The Tegel Airport re-development is the biggest urban renewal plan since the fall of the Berlin Wall

At the peak of the Covid-19 pandemic, Berlin transformed its decommissioned Tegel Airport into one of the largest vaccination centers in Europe. The miracle is all in a day’s work for a city like Berlin, which is capable of changing overnight. Today, the Tegel Airport, built in 1948 during the Cold War and now in disuse, is facing an even greater challenge: it will become the center of gravity of the most ambitious urban redevelopment project since the fall of the Berlin Wall in 1989.

This could only happen in Berlin, and only in an airport site that with a surface area of 5 million square metres, or 500 square hectares (1.93 square miles), is over twice size of Monaco.

The old Tegel is therefore a city within the city. Its massive size makes it a candidate to become the new face of Berlin, a place where quality of life, sustainability and technology come together through innovative infrastructure solutions.

Tegel airport: the technology park in the city of the future

The starting point of such an iconic infrastructure project is the old hexagonal terminal, a monument to the city’s history. Around it, a new system of buildings, public spaces and mobility infrastructures will create the district of the future.
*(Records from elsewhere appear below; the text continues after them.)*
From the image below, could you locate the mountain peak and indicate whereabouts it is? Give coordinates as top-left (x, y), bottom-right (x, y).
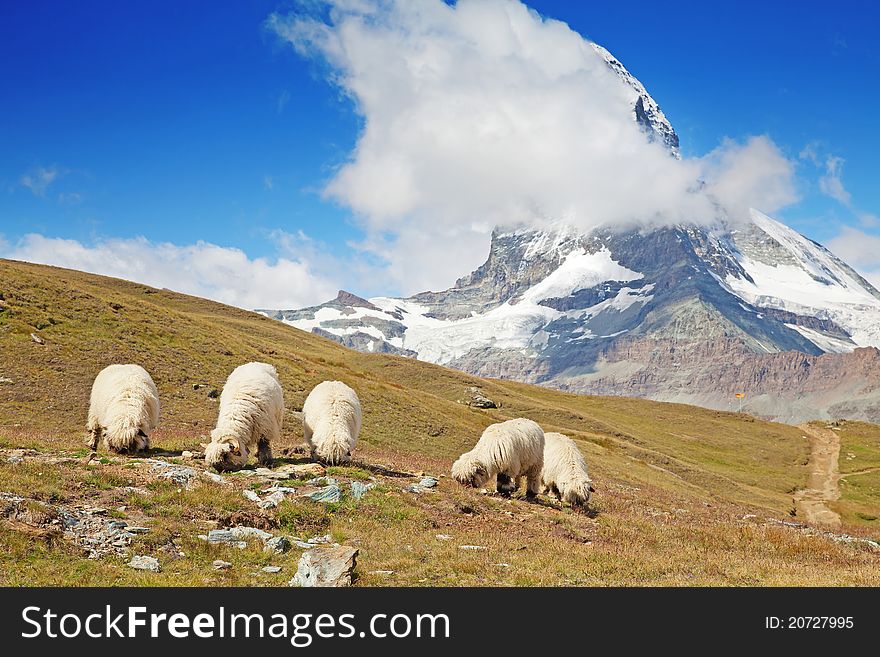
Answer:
top-left (590, 42), bottom-right (681, 158)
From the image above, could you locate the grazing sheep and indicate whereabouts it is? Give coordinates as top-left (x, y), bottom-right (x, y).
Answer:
top-left (86, 365), bottom-right (159, 453)
top-left (303, 381), bottom-right (361, 465)
top-left (204, 363), bottom-right (284, 472)
top-left (452, 418), bottom-right (544, 497)
top-left (541, 432), bottom-right (594, 506)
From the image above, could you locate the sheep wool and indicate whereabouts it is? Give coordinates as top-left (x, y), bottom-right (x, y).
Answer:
top-left (204, 363), bottom-right (284, 471)
top-left (86, 365), bottom-right (159, 453)
top-left (303, 381), bottom-right (362, 465)
top-left (452, 418), bottom-right (544, 497)
top-left (541, 432), bottom-right (593, 506)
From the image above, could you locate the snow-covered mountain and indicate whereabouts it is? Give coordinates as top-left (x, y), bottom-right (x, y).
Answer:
top-left (260, 46), bottom-right (880, 421)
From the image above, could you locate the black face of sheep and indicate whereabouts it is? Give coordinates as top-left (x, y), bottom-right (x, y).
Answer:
top-left (205, 439), bottom-right (247, 472)
top-left (452, 457), bottom-right (489, 488)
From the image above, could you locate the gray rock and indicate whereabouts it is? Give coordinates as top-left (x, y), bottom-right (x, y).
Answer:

According to the first version of the designs, cars will largely be barred from the entire area. There will be residential space for 10,000 people, as well as a new technology park where companies can work side by side with the academic and training worlds. Overall, this massive project being managed by the city of Berlin calls for a mixed public/private investment of around €8 billion. In addition to traditional residences, the project includes a quota for social housing, although the lion’s share will be for businesses and universities. According to the developers’ plans, at least 5,000 students will attend classes within the new area, which also has space for as many as 20,000 workers.
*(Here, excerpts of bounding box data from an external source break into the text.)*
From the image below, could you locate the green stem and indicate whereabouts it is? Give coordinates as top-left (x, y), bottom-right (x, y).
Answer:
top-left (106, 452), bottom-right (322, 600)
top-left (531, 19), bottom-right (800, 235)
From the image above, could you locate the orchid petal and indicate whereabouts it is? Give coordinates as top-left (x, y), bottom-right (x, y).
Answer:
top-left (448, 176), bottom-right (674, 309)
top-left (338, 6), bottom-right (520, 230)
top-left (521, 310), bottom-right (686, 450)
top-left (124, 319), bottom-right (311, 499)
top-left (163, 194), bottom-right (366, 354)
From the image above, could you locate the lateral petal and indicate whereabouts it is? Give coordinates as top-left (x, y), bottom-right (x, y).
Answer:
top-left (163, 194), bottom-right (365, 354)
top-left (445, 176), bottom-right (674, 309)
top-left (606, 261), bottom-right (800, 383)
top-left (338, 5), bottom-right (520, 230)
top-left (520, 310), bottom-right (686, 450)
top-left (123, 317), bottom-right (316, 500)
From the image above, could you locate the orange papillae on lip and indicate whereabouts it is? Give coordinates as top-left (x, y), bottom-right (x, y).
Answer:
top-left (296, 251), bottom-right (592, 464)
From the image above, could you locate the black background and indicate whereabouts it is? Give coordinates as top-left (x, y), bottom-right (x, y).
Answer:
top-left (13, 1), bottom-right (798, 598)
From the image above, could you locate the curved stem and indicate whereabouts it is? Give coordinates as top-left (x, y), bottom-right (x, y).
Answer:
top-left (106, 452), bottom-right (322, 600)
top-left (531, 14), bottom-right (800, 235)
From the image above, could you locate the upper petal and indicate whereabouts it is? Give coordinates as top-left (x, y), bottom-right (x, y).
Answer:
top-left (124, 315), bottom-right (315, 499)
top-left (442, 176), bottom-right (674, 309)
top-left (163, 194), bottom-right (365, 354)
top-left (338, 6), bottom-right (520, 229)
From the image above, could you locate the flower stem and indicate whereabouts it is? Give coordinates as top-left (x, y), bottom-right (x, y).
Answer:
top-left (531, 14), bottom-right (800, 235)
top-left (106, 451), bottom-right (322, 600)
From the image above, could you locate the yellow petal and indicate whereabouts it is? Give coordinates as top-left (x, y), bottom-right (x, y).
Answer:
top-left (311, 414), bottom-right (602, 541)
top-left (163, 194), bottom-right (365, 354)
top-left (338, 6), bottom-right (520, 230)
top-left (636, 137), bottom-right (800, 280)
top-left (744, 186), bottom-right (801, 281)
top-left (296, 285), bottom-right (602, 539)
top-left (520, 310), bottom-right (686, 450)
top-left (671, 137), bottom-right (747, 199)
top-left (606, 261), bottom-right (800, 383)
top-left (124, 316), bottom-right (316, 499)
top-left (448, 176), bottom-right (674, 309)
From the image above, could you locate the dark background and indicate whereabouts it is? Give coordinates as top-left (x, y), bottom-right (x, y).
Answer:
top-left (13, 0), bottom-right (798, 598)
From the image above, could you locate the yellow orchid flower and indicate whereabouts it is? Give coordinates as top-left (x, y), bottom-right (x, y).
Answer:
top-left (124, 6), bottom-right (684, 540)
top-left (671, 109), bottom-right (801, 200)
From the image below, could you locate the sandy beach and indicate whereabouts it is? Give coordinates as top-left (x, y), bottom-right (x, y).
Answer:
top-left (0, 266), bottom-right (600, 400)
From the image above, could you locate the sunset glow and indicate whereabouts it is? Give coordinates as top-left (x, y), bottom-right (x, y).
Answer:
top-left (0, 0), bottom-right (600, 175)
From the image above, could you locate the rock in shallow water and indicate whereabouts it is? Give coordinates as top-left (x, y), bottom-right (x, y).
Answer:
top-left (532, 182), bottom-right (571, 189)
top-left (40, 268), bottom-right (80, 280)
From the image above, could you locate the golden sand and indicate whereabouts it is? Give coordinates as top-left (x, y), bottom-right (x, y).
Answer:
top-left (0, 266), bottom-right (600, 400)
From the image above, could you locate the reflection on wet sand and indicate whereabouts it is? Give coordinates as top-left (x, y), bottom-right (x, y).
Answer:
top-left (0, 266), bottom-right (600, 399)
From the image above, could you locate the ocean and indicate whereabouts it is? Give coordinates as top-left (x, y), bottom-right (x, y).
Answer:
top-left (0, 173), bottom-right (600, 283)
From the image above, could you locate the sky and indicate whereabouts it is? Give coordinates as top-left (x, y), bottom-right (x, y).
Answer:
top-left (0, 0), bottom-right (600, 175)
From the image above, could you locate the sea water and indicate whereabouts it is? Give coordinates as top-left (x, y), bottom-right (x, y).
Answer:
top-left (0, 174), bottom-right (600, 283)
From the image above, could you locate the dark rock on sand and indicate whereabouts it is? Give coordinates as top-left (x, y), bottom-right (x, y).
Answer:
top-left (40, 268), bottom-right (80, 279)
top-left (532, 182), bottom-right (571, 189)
According to the plans, the area will be served by a sustainable mobility transport network made up of electric buses, light rail, and bike paths. Sustainable materials will be the go-to for building construction, while a sophisticated system of water usage will collect rainwater.

The complexity and high costs of the project have naturally sparked debate among the inhabitants of Berlin even though other cities have also launched ambitious projects in recent years to redevelop their old airports (though none are this ambitious). Other examples are Kai Tak Airport in Hong Kong and the Ellinikon terminal in Athens.

The new face of Berlin

The Tegel redevelopment project is the result of the city of Berlin’s new philosophy, based on innovation and willingness to profoundly change the city skyline in the name of sustainable urban redevelopment. The goal is to become a smart metropolis, as the numbers show. In the last few years alone, 3,000 innovative start-ups founded by young people from all over the world have sprung up in the city. These companies are based in new complexes that are being built around Berlin: innovative, interconnected and sustainable buildings capable of redesigning the face of the city that still lives in the collective imagination as a place divided in two by a wall.

Mobility at the service of sustainability

Being sustainable in Berlin means moving around the city quickly, reducing traffic and polluting little. In addition to the historic yellow subway trains, known throughout the world, the city is at the center of an ambitious development plan investing €28 billion ($31 billion) by 2035. The goal is to modernise the city’s rail lines as well as surface transportation, again with a rail focus.

The plan calls to expand the surface transport network 28% by 2035, from 194 to 267 kilometres (121 to 166 miles) of city railways, focusing mainly on light rail or surface trains. At the same time, the number of streetcars in operation will also increase by 38%. Some of them will probably cut the metropolis in two, marking a new route: the one that connects the city of the Wall with the futuristic district that will rise from the ashes of the old Tegel airport.